Eine für private Anleger angepasste Investitionsmöglichkeit könnte ein SPI-Gefäss darstellen, dem zusätzlich 20 bis 25 Prozent Small und Mid Caps beigemischt werden. Analysen zeigen, dass das unter Rendite und Risiko optimal zusammengesetzte Schweizer Aktienportfolio zu 60 Prozent aus Blue Chips und 40 Prozent aus Small und Mid Caps besteht.

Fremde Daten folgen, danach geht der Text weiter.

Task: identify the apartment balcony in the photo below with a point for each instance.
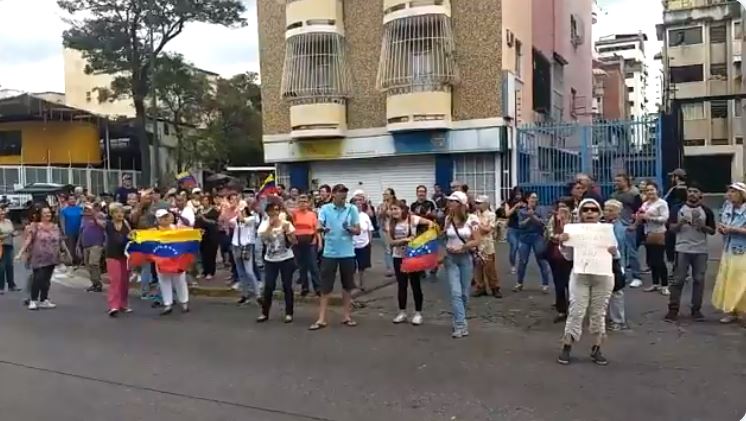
(417, 68)
(316, 85)
(313, 15)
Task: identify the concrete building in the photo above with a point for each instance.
(631, 48)
(563, 60)
(702, 67)
(395, 93)
(82, 91)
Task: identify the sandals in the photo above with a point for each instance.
(317, 326)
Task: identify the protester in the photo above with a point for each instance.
(561, 267)
(402, 229)
(485, 269)
(729, 294)
(588, 293)
(362, 241)
(339, 221)
(207, 220)
(654, 215)
(91, 244)
(629, 197)
(531, 238)
(171, 281)
(462, 237)
(278, 236)
(43, 245)
(617, 314)
(7, 233)
(244, 246)
(117, 231)
(307, 248)
(516, 201)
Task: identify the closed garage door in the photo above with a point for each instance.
(403, 174)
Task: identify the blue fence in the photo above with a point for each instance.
(550, 155)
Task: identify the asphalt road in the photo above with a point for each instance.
(216, 363)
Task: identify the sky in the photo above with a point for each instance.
(31, 45)
(31, 41)
(631, 16)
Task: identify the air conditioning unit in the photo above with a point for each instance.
(510, 37)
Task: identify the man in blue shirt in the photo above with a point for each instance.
(339, 221)
(70, 218)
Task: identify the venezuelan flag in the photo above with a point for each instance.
(268, 187)
(172, 250)
(422, 253)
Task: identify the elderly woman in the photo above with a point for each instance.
(729, 294)
(588, 293)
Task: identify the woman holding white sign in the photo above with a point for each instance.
(591, 284)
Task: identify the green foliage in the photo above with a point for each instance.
(124, 37)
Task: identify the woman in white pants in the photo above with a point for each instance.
(588, 293)
(171, 281)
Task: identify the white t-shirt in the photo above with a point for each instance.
(453, 240)
(245, 232)
(366, 227)
(402, 230)
(277, 248)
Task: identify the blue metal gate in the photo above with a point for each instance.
(550, 155)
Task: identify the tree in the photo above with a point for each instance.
(123, 37)
(184, 93)
(234, 130)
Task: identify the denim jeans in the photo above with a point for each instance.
(246, 276)
(459, 269)
(633, 257)
(537, 244)
(513, 242)
(6, 268)
(306, 256)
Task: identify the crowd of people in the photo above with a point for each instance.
(316, 235)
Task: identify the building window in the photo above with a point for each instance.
(684, 74)
(719, 71)
(315, 68)
(718, 34)
(688, 36)
(693, 111)
(719, 109)
(417, 55)
(10, 142)
(694, 142)
(478, 172)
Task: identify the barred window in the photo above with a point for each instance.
(315, 68)
(417, 55)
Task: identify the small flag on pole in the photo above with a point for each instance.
(268, 187)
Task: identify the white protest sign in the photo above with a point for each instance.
(590, 243)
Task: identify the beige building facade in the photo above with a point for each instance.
(394, 93)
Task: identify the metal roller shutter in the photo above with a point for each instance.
(403, 174)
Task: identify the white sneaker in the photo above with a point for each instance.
(46, 304)
(400, 318)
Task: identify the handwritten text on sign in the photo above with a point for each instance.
(590, 243)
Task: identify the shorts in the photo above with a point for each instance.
(362, 258)
(329, 267)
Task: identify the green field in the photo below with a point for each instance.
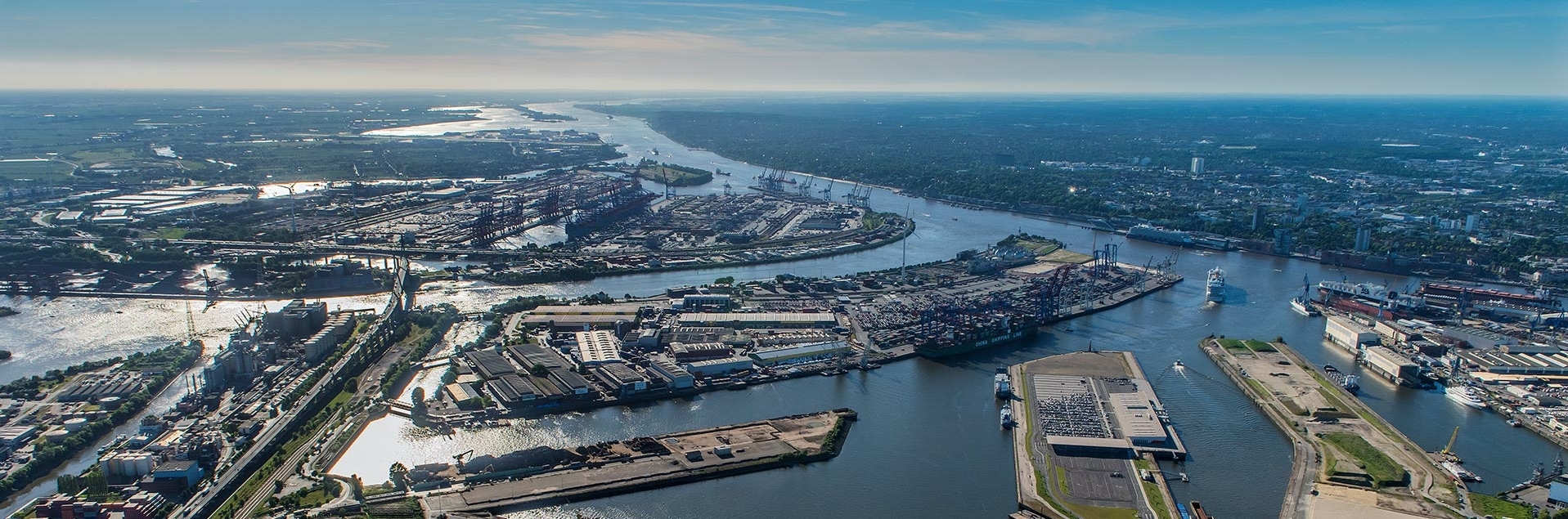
(43, 170)
(1494, 507)
(1382, 469)
(672, 174)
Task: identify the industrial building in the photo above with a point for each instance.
(623, 378)
(802, 353)
(678, 377)
(598, 347)
(1507, 361)
(761, 320)
(1349, 334)
(1479, 338)
(716, 367)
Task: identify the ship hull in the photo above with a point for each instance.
(981, 344)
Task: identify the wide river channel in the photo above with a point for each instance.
(927, 442)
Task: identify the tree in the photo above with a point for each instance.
(398, 476)
(419, 402)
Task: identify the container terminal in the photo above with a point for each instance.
(731, 336)
(1089, 438)
(543, 476)
(1347, 460)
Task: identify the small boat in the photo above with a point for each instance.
(1215, 288)
(1467, 396)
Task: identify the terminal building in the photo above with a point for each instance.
(761, 320)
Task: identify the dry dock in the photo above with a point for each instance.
(1089, 432)
(605, 469)
(1349, 461)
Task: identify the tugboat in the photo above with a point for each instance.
(1215, 286)
(1002, 384)
(1302, 303)
(1465, 394)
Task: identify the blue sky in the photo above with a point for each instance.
(1000, 46)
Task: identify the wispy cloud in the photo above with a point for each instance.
(744, 7)
(335, 44)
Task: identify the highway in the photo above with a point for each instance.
(229, 481)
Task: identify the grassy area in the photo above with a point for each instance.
(41, 170)
(1156, 500)
(1496, 507)
(1234, 346)
(676, 174)
(1382, 469)
(171, 232)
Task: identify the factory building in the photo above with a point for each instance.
(623, 378)
(690, 351)
(678, 377)
(295, 320)
(802, 353)
(1137, 419)
(598, 347)
(1526, 361)
(511, 389)
(1479, 338)
(761, 320)
(490, 365)
(706, 303)
(716, 367)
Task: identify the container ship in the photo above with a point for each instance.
(1161, 235)
(1004, 384)
(1474, 293)
(1215, 286)
(1467, 396)
(977, 339)
(1369, 300)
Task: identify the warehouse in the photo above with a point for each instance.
(678, 377)
(761, 320)
(716, 367)
(511, 389)
(1504, 361)
(623, 378)
(802, 353)
(490, 365)
(1479, 338)
(598, 347)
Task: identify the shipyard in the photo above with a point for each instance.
(530, 479)
(1090, 438)
(557, 358)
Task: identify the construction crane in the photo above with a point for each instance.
(1449, 447)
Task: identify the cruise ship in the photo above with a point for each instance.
(1467, 396)
(1217, 286)
(1161, 235)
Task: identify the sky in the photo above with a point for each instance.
(1402, 47)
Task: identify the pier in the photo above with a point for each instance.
(1347, 460)
(1090, 432)
(617, 468)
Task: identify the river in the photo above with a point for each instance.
(927, 444)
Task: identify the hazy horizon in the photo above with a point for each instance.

Wie nachhaltig sind die Vorteile?

Zu guter Letzt stellt sich die Frage, ob der Small-Cap-Effekt über kurz oder lang verschwindet. Das wird kaum eintreffen. Die Marktführer im Aktienresearch Schweiz decken derzeit nämlich nur rund die Hälfte aller SPI-Titel ab. Die Research-Häuser werden aus ökonomischen und praktischen Gründen ihre Universen kaum stärker ausdehnen, denn Research muss sich in entsprechende ertragsbringende Empfehlungen umsetzen lassen. Gibt es pro SMI-Titel im Schnitt 33 Kaufs-, Halte- oder Verkaufsempfehlungen, sind es im Small- und Mid-Bereich lediglich 4,7. Dabei sind es vor allem die Mid Caps, die sich quasi im «Vorzimmer» des SMI tummeln und Beachtung geniessen. Unterhalb bietet sich dem aktiven Manager mit dem erforderlichen Know-how und den notwendigen Ressourcen im Rücken ein weites Feld, um für Anleger attraktive Renditen zu erwirtschaften.